I don’t believe Hamilton was an idiot, I think he was a smart person with agency, who knew how to advance his own interests and the interests of his class. 200 years later, I don’t think the people who negotiated NAFTA were idiots either, I think they were smart people with agency and the interests of a particular set of people in mind when they did the negotiations. In 1792 the small farmers rose up in the Whiskey rebellion, in 1994 the Zapatistas rose up in rebellion. In both cases the powers-that-be had no need to rebel or resist the law because they knew it was written to benefit them, and in both cases the people who were getting fucked over rebelled.
People have agency and self interest. The architects of NAFTA didn’t just spitball some ideas and throw shit at the wall to see what sticks, thinking maybe this will help workers more or capitalists more, who knows…let’s enact it and find out. No, that’s what idiots do, and they were not idiots.
you are not correct. in hindsight it’s not logical to not see the correlation between an agreement like nafta and one of the growth industries of the decade. software and personal computers was developing through the 80s, and really took off in 93. tech sector wages doubled by 2000.
nafta actually eliminated a 20% tariff on computers imposed by mexico, in exchange for copyright enforcement of US software products.
https://repository.law.uic.edu/cgi/viewcontent.cgi?article=1378&context=jitpl
Correlation is not causation. The www happened to start right before NAFTA took effect. That’s just a huge hand wave and not at all intuitively obvious that NAFTA was a big part of the growth of tech during the dot com explosion. What percentage of that market in the US even had anything to do with Mexico and then how much of that did NAFTA make happen? Seems like a very small part and a very very small part. Even in 2008 little more than 20% of the population of Mexico was using the internet - at the time 75% of the US was.
There’s plenty of academic analysis of the impact of NAFTA and I’ve looked at a bunch of it. There is certainly support for some increase in economic activity, though it’s usually characterized as modest and there are certainly winners and losers. Attributing the tech boom to NAFTA is pretty out there.
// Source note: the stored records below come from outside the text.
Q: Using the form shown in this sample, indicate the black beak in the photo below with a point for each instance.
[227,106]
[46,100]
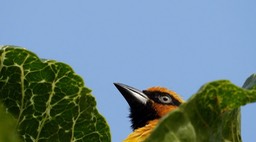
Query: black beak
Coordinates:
[132,95]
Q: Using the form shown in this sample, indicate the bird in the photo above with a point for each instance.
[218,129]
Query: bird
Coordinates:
[147,107]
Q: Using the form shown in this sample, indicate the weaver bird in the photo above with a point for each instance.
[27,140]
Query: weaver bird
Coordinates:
[146,108]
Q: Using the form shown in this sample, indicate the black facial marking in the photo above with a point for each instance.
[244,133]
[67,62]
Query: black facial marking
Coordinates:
[140,115]
[158,97]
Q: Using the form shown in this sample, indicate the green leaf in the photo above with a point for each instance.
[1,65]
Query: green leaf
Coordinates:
[47,100]
[211,115]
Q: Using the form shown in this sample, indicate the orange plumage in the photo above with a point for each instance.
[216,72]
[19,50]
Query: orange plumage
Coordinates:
[147,107]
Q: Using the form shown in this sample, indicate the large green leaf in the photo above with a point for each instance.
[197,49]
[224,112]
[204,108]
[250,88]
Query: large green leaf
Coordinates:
[47,100]
[211,115]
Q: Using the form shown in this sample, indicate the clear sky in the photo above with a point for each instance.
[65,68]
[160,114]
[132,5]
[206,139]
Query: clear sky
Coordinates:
[172,43]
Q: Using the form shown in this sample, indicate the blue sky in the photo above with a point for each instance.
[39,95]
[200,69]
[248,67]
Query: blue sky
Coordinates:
[176,44]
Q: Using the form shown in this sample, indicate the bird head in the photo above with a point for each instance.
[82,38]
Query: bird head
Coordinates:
[149,104]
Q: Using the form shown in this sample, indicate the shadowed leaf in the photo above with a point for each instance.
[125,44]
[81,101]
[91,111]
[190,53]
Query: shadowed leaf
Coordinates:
[212,114]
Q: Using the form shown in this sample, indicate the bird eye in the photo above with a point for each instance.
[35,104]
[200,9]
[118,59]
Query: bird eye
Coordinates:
[165,99]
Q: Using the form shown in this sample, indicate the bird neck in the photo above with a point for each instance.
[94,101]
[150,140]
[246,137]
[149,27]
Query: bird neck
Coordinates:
[140,134]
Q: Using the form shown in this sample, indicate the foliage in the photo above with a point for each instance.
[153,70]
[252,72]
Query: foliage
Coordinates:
[212,114]
[44,100]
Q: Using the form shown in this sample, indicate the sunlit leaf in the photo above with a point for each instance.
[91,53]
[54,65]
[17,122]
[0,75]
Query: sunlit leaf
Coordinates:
[211,115]
[47,100]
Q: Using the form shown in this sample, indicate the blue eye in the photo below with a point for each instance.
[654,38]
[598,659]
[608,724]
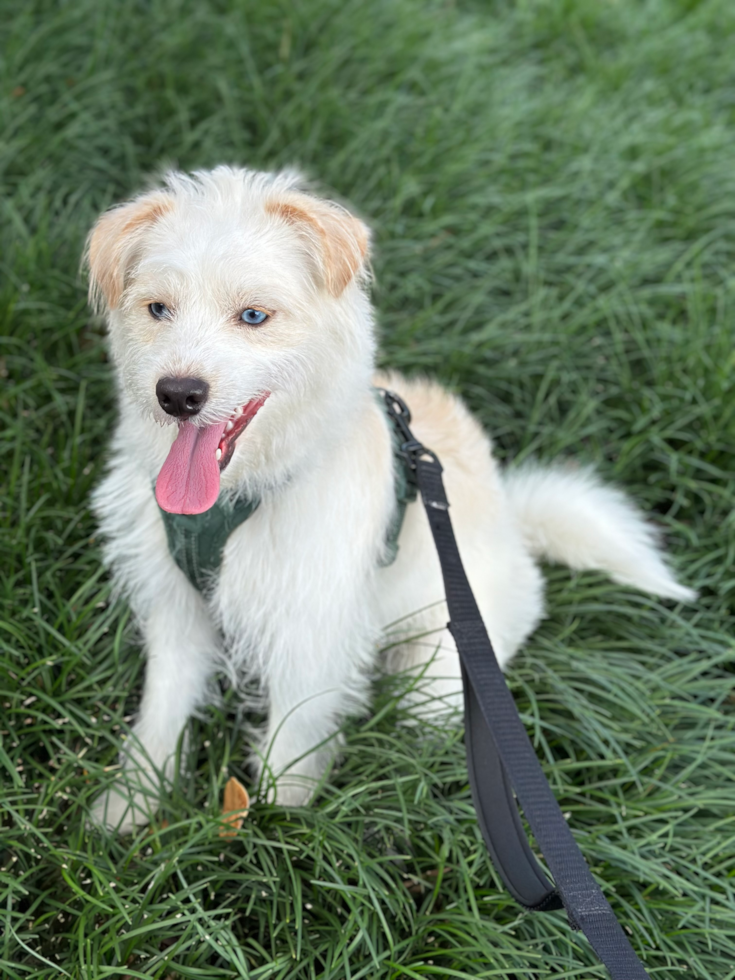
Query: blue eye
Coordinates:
[253,317]
[159,311]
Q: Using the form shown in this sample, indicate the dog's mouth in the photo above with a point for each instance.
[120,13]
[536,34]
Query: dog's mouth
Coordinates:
[189,479]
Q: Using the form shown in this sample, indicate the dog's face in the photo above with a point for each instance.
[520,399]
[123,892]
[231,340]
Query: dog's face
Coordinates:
[228,293]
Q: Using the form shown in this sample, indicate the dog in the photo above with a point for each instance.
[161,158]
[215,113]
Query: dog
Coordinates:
[244,343]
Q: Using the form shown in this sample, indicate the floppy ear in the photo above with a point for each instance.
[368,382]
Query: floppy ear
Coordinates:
[339,241]
[114,242]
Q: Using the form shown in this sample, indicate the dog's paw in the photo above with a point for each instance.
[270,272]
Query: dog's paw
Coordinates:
[122,809]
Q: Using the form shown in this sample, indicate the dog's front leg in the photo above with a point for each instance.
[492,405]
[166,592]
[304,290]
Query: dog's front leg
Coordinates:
[308,699]
[181,645]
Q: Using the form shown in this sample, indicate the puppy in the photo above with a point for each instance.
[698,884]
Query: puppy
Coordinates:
[243,341]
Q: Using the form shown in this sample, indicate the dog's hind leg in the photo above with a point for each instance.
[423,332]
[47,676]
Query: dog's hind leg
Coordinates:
[181,646]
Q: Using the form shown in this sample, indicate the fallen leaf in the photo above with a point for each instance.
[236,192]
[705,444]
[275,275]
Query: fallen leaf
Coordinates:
[235,807]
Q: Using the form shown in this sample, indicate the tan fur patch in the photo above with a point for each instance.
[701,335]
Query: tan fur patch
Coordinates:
[340,241]
[114,241]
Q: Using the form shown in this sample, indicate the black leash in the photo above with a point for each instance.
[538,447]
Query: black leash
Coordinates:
[500,758]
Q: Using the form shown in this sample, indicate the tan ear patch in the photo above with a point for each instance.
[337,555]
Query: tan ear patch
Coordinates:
[114,241]
[339,240]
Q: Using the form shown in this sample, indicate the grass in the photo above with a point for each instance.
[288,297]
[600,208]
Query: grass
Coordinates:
[553,197]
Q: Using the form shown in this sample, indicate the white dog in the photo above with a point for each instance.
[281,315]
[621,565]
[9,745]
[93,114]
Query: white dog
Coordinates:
[235,301]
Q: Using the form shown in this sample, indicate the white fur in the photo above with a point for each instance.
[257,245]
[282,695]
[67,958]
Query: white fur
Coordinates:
[302,602]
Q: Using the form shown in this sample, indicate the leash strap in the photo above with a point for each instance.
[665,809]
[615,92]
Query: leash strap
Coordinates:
[501,759]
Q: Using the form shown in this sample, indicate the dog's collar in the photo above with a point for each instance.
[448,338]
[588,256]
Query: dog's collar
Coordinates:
[197,541]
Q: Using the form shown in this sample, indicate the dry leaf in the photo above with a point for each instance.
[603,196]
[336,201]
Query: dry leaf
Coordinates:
[235,807]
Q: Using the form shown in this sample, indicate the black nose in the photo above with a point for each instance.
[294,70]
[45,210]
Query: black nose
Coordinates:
[182,397]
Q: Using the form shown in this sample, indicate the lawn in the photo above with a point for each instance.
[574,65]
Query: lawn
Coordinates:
[551,184]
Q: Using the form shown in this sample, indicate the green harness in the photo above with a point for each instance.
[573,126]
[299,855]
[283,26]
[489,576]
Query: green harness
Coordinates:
[197,541]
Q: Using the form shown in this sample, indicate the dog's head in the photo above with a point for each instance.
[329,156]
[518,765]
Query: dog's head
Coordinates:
[227,293]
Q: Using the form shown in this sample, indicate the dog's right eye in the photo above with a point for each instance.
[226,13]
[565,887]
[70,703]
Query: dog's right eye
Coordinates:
[159,311]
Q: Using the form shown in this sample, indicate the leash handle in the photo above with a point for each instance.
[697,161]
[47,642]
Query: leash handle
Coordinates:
[501,758]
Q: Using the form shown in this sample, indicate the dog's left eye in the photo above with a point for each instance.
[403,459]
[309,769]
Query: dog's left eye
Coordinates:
[253,317]
[159,311]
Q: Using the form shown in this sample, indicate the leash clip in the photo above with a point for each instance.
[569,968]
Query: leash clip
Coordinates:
[400,415]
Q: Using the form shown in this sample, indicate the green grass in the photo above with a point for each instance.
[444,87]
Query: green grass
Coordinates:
[552,190]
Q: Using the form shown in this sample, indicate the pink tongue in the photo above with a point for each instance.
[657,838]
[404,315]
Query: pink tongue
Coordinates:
[189,479]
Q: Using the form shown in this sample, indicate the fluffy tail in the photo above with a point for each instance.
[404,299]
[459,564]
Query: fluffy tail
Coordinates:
[571,517]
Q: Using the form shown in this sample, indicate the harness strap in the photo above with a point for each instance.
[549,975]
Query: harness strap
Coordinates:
[196,541]
[501,758]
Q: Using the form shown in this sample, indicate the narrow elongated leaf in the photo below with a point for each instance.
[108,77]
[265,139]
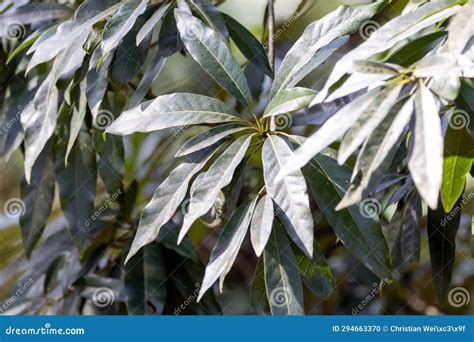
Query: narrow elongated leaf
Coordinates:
[289,194]
[303,57]
[167,198]
[366,123]
[426,159]
[282,279]
[315,272]
[458,157]
[262,222]
[442,230]
[333,129]
[227,246]
[250,47]
[145,281]
[152,22]
[361,235]
[388,35]
[209,137]
[38,199]
[289,100]
[207,185]
[121,23]
[77,187]
[411,230]
[209,49]
[174,110]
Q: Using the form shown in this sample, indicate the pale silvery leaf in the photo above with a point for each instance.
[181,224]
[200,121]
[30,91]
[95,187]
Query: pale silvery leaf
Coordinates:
[282,279]
[121,23]
[152,22]
[426,159]
[209,137]
[207,185]
[227,246]
[388,35]
[262,222]
[303,56]
[210,50]
[179,109]
[289,100]
[332,130]
[378,148]
[167,198]
[366,123]
[290,193]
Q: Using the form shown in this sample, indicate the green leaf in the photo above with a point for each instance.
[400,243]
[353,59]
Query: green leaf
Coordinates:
[121,23]
[362,236]
[145,281]
[458,157]
[174,110]
[38,200]
[152,22]
[426,159]
[289,194]
[315,272]
[262,222]
[333,129]
[442,230]
[207,185]
[366,123]
[227,246]
[209,49]
[289,100]
[282,279]
[396,30]
[167,198]
[209,137]
[77,186]
[318,43]
[250,47]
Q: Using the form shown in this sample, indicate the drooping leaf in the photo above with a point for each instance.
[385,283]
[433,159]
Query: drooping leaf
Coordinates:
[37,197]
[282,279]
[315,272]
[179,109]
[289,194]
[442,230]
[262,222]
[209,49]
[209,137]
[145,281]
[315,46]
[250,47]
[227,246]
[426,158]
[289,100]
[361,235]
[207,185]
[167,198]
[458,158]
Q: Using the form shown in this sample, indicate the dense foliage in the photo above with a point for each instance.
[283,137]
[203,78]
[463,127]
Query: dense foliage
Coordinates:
[76,84]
I’ve never ever seen anyone even claim anything near it and I’ve been in extensive internet arguments with people posting all kinds of articles and studies probably about half a dozen times.
i didn’t attribute all of tech boom to it. imho, free trade meant several industries were going for growth, and technology was how they were going to do it. as software matured, it became a valuable export as well.
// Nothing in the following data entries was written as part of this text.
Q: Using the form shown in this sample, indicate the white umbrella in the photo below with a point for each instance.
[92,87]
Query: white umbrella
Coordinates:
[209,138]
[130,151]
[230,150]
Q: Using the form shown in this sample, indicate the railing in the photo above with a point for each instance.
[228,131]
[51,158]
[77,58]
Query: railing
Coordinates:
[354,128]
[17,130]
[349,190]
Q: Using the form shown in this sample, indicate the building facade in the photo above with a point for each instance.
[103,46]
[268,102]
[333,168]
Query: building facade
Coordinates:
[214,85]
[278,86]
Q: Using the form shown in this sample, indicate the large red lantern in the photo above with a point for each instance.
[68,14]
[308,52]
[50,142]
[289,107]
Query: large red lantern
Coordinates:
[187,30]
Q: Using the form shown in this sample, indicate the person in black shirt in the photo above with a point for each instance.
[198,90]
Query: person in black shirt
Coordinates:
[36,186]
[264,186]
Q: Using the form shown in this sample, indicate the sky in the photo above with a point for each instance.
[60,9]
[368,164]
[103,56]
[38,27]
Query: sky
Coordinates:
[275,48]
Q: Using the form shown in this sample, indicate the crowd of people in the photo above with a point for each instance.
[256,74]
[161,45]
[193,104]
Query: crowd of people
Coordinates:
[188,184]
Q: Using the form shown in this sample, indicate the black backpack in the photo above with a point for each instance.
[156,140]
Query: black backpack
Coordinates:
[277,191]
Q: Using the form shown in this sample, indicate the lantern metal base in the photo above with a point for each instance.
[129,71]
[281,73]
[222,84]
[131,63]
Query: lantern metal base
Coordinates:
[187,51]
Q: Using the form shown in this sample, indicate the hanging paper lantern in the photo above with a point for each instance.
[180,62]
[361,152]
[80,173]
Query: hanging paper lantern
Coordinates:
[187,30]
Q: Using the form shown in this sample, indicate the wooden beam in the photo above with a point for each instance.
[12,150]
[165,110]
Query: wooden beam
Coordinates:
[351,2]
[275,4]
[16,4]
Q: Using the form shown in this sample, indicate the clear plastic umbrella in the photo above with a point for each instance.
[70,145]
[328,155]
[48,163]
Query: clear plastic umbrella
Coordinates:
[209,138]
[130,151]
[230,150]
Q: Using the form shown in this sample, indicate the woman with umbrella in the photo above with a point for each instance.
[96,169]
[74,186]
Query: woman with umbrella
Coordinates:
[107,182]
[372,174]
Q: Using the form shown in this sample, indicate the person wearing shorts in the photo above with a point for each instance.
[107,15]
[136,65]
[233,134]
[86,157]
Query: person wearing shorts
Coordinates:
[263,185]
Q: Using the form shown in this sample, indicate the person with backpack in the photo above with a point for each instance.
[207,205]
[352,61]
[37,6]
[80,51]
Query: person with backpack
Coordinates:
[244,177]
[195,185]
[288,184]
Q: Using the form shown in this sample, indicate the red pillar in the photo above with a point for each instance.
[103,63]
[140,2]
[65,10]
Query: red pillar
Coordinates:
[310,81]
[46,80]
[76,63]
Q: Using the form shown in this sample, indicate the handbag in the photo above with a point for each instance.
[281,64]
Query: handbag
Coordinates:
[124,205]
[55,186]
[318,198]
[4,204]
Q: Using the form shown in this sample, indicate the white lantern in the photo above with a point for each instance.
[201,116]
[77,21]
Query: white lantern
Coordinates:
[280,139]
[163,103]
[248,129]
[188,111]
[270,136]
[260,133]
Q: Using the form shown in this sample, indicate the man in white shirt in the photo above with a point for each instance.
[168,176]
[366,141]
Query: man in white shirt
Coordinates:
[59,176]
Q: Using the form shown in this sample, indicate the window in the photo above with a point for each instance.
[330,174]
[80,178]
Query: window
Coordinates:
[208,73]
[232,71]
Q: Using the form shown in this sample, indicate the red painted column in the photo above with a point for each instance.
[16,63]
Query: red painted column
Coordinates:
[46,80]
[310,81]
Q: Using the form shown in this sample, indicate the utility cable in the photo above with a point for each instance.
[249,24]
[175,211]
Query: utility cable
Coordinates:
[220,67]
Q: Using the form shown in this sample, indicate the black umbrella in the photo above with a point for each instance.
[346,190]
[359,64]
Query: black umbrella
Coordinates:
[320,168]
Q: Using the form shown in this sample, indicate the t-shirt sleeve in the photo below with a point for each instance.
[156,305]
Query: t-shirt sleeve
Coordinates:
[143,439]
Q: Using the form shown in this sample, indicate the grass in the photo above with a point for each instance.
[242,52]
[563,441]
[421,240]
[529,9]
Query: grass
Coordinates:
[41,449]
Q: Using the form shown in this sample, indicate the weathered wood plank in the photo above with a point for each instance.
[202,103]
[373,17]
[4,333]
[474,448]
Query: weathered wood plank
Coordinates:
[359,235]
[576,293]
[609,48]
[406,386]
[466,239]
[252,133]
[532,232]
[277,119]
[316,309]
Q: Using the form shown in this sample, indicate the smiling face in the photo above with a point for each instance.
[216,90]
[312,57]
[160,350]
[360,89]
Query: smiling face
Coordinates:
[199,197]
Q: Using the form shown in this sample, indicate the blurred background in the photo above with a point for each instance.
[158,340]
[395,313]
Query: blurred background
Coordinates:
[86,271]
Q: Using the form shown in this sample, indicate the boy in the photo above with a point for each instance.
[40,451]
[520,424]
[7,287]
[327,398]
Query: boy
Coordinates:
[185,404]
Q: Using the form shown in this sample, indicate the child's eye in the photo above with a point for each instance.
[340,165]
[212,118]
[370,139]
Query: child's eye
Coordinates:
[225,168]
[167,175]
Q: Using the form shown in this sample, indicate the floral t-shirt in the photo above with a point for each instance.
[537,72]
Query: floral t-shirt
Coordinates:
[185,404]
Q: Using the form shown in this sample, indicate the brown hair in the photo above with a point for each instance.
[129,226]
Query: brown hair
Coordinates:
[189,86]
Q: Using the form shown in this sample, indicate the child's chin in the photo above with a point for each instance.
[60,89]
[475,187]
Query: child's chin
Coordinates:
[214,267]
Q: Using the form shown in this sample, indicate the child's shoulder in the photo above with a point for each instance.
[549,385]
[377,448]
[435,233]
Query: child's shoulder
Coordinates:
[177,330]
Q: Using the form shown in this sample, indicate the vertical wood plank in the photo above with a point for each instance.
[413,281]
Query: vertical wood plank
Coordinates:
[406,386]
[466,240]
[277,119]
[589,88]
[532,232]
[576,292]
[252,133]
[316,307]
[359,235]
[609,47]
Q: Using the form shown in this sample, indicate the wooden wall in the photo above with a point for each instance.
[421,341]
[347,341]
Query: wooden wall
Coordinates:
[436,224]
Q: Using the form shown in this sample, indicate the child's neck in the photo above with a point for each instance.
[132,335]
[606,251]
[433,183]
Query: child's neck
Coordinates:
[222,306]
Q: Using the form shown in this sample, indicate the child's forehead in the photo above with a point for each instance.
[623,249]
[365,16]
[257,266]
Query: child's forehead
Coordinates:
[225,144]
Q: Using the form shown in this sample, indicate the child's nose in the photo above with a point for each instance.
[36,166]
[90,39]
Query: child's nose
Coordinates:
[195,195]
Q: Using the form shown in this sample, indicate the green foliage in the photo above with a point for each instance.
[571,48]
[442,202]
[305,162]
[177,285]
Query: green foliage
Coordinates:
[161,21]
we can certainly go back and forth on this, like the rest of economists do on nafta in general. it obviously expanded some industries at the cost of others. would tech boom anyway? probably, but lots of clinton initiatives helped.
if you read the second link, before nafta, a major concern for exporting tech to mexico was piracy. they were probably thinking manufacturing ip, but in practice it meant lots of new technologies.
eta: anyway, i’m likely done with this topic. it sent me on a big trip down the memory lane (ibm/xerox/eds/etc.) and a research expedition into all things connected to nafta, i want to thank you for that. it taught me something and refrehed a few things i thought i remembered.
Are you really saying “probably” there? What percentage of this market was Mexico from 1994-2000?